20-30% relative degradation hits every model when you move from static-image evaluation to real-world streaming deployment on an edge device. That is the central finding from the Edge-TSR paper out of a team working on continuous roadside perception.
Benchmark Numbers Lie About Real-World Edge Performance
Conventional benchmark evaluations ignore temporal instability in streaming video, thermal throttling under sustained load, and workload-dependent performance variability. Edge-TSR tested three state-of-the-art baselines and found consistent 20-30% drops in reality versus the lab. I have seen this pattern before: a model looks great on ImageNet but chokes in production. Here the gap is quantified with real hardware.
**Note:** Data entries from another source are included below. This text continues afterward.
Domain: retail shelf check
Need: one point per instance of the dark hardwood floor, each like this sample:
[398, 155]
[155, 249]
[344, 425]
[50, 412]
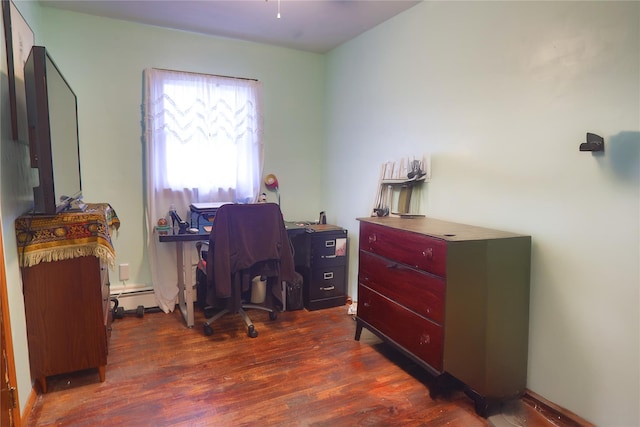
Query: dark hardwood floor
[304, 368]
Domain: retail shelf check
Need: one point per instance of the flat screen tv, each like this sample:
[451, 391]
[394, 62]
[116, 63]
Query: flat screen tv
[52, 116]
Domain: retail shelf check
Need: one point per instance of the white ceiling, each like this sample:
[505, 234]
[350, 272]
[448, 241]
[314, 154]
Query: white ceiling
[310, 25]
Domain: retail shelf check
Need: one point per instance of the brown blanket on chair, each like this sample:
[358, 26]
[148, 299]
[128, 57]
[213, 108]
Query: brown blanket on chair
[249, 238]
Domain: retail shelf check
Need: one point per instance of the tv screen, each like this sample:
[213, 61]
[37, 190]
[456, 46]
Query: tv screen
[52, 116]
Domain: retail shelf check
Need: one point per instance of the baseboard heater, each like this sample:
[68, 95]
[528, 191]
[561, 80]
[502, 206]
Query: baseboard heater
[132, 299]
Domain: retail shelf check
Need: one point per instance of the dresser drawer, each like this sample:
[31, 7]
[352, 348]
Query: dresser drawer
[329, 248]
[417, 250]
[417, 335]
[418, 291]
[326, 282]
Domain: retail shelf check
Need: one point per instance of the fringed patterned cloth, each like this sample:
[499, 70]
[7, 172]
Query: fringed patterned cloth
[45, 238]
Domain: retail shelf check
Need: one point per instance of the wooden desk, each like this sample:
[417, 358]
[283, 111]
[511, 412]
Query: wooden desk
[186, 293]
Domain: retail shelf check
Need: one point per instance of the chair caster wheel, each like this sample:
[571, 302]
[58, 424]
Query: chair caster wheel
[208, 330]
[251, 331]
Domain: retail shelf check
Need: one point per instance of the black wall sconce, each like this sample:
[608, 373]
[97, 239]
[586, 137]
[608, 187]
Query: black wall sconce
[594, 143]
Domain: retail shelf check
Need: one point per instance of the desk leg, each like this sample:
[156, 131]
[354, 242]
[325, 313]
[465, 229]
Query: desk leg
[185, 291]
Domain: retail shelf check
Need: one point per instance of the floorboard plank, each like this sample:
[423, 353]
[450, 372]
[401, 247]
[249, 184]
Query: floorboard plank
[304, 369]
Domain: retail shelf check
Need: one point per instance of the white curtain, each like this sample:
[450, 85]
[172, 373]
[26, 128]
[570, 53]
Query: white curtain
[203, 143]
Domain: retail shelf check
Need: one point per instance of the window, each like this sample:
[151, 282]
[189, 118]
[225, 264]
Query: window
[202, 143]
[206, 134]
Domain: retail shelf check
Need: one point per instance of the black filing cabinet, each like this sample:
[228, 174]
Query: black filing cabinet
[321, 258]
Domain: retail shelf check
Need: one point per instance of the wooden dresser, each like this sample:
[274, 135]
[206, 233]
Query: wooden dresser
[65, 276]
[452, 297]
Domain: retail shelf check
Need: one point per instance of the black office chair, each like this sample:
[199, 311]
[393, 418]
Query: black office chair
[246, 242]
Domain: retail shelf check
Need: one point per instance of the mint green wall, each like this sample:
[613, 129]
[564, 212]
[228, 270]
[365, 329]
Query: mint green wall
[501, 94]
[103, 60]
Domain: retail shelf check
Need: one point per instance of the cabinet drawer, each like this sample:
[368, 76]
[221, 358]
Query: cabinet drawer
[417, 335]
[418, 291]
[329, 248]
[417, 250]
[327, 282]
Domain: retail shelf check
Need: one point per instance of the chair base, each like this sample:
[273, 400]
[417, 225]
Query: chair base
[251, 330]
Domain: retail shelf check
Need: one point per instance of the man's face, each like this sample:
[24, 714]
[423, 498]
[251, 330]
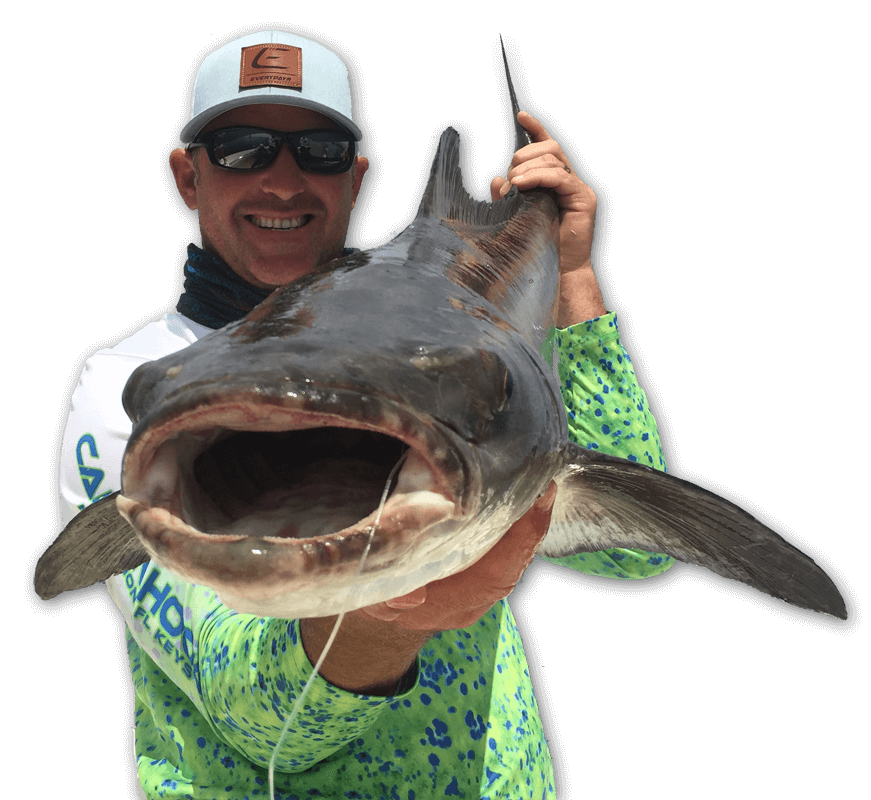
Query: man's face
[231, 204]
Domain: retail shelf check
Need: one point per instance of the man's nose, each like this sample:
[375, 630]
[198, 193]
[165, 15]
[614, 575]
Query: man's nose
[284, 177]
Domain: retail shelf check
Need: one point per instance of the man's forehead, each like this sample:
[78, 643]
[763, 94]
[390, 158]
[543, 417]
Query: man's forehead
[272, 115]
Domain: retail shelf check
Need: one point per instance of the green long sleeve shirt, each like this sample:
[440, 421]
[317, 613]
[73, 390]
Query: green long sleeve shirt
[213, 687]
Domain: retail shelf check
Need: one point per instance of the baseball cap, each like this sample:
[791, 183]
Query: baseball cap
[271, 67]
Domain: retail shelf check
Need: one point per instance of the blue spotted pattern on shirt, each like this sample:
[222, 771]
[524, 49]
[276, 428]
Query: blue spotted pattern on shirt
[470, 726]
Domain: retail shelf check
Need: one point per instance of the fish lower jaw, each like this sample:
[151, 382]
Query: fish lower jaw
[234, 510]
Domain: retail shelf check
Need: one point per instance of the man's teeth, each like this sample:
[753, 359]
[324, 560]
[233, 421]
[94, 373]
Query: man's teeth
[284, 224]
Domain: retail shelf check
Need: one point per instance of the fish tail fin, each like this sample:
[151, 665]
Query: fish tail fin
[605, 501]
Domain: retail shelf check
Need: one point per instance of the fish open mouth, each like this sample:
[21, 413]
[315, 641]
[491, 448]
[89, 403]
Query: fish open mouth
[249, 497]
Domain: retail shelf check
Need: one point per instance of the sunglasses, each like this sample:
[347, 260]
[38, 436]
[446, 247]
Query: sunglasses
[244, 148]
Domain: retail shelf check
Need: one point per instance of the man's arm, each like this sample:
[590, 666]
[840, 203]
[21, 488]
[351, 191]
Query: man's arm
[368, 656]
[377, 645]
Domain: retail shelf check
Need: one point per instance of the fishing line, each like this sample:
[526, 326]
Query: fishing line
[298, 705]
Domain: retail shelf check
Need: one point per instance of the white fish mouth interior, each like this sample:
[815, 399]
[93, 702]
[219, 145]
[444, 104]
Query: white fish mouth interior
[290, 484]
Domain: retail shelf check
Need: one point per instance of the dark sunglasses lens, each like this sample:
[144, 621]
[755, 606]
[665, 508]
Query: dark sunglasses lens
[325, 151]
[243, 149]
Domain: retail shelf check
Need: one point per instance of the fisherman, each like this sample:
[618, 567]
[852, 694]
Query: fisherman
[427, 693]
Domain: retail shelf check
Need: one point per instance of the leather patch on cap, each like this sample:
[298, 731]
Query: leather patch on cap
[271, 65]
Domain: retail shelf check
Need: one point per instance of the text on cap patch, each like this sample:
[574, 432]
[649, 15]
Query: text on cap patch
[271, 65]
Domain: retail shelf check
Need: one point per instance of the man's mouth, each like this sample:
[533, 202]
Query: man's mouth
[279, 224]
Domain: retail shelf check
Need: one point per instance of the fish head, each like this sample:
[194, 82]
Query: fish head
[260, 454]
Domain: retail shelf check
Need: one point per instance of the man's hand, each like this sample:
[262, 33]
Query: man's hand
[543, 164]
[462, 599]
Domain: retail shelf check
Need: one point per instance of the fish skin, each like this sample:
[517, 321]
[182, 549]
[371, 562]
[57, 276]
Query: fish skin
[431, 340]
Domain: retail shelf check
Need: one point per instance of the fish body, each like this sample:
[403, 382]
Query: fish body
[259, 453]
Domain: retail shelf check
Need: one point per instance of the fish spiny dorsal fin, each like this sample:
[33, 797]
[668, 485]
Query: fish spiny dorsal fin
[521, 135]
[446, 198]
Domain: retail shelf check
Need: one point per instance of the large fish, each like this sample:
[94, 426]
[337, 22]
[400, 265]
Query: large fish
[259, 453]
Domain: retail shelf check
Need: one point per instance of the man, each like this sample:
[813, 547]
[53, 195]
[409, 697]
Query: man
[426, 693]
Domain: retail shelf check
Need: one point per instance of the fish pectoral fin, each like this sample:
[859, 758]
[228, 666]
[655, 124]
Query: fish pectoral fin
[604, 502]
[97, 544]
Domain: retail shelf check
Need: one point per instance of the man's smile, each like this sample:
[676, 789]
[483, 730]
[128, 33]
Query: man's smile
[278, 223]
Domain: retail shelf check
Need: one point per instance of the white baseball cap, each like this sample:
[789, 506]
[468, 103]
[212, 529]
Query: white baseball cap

Edge-TSR Fixes Temporal Inconsistency Without Cloud Offload
Edge-TSR runs on a single NVIDIA Jetson Orin Nano, integrating detection, tracking, fine-grained classification, and a lightweight track-aware temporal stabilization mechanism. The stabilization recovers up to 10.16% classification accuracy over per-frame inference baselines. Overhead is negligible. No cloud offload required.
Sustained Real-Time Inference Under Thermal Constraints
A 55-minute vehicular deployment over a 26 km route demonstrates sustained operation at 16.18 FPS within safe thermal limits. That is continuous, real-time roadside perception on one embedded device. The system jointly characterizes inference quality, latency, throughput, and thermal behavior during long-duration operation - exactly the metrics that matter when your edge sensor runs for hours, not seconds.
Benchmark-centric evaluation creates a false sense of capability for edge AI. Edge-TSR shows that deployment-aware evaluation and temporal inference stabilization are not optional; they are necessary for any continuously operating edge perception system.